© JUNGE FREIHEIT Verlag GmbH & Co.  www.jungefreiheit.de  05/13 / 25. Januar 2013

Wagnerismus des Unterleibs
Oper: „Das Liebesverbot“ im sächsischen Radebeul
Sebastian Hennig

Die Geringschätzung, mit der Richard Wagner sich über sein Frühwerk ausließ, wurde lange Zeit als verbindlich übernommen. Das angestrengte Ringen um die gerechte Aufführung seiner Hauptwerke ließ keinen Raum für Nachsicht gegenüber den „Jugendsünden“. Und freilich ist es unlauter, frühe Versuche herauszuheben, während ein verschwiegenes Einverständnis die totale Entfaltung des Zaubers seiner reifen Werke zügelt. Der Entscheidung, Wagners Werk nicht als integrative Weltschau mit künstlerischen Ausdrucksmitteln, sondern als historisch bestimmte Äußerung aufzufassen, entspricht die Weigerung zur Historisierung von nachwagnerischem Zeitgeschehen.
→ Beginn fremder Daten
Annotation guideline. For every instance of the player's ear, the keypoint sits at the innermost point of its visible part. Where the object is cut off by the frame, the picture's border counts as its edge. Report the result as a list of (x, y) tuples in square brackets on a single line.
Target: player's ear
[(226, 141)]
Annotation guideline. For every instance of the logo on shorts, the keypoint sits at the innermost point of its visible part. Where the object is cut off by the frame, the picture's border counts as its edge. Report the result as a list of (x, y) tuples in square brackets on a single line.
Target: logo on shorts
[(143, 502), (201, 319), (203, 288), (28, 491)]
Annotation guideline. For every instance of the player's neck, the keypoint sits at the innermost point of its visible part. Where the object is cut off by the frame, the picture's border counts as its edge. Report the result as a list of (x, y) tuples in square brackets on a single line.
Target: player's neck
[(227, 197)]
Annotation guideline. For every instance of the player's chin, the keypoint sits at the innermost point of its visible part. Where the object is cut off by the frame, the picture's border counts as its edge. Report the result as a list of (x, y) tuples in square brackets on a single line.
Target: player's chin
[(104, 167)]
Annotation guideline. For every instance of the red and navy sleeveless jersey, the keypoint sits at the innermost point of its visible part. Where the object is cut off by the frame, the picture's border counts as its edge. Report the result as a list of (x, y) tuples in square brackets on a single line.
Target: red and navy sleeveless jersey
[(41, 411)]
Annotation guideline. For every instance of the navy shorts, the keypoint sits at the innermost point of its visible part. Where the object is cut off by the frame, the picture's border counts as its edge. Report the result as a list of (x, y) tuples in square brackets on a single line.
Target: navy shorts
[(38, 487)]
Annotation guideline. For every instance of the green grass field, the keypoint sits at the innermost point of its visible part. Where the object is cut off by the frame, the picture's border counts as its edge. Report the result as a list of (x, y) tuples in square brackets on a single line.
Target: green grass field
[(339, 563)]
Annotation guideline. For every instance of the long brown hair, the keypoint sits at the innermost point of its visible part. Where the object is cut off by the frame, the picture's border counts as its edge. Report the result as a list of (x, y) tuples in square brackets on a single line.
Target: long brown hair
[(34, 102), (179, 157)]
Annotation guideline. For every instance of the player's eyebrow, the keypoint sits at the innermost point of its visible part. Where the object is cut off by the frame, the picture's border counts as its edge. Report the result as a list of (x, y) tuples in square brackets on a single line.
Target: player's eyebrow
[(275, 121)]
Mythos, der in der nationalen Kunst nicht walten darf, wirkt als Rechtfertigung einer absurden Nationalpolitik.

Wagner konkurrierte mit den Platzhirschen des Opernbetriebs seiner Zeit. Aus Shakespeares „Maß für Maß“ modelte er sich eine Grand Opéra buffo: „Das Liebesverbot“, uraufgeführt 1836.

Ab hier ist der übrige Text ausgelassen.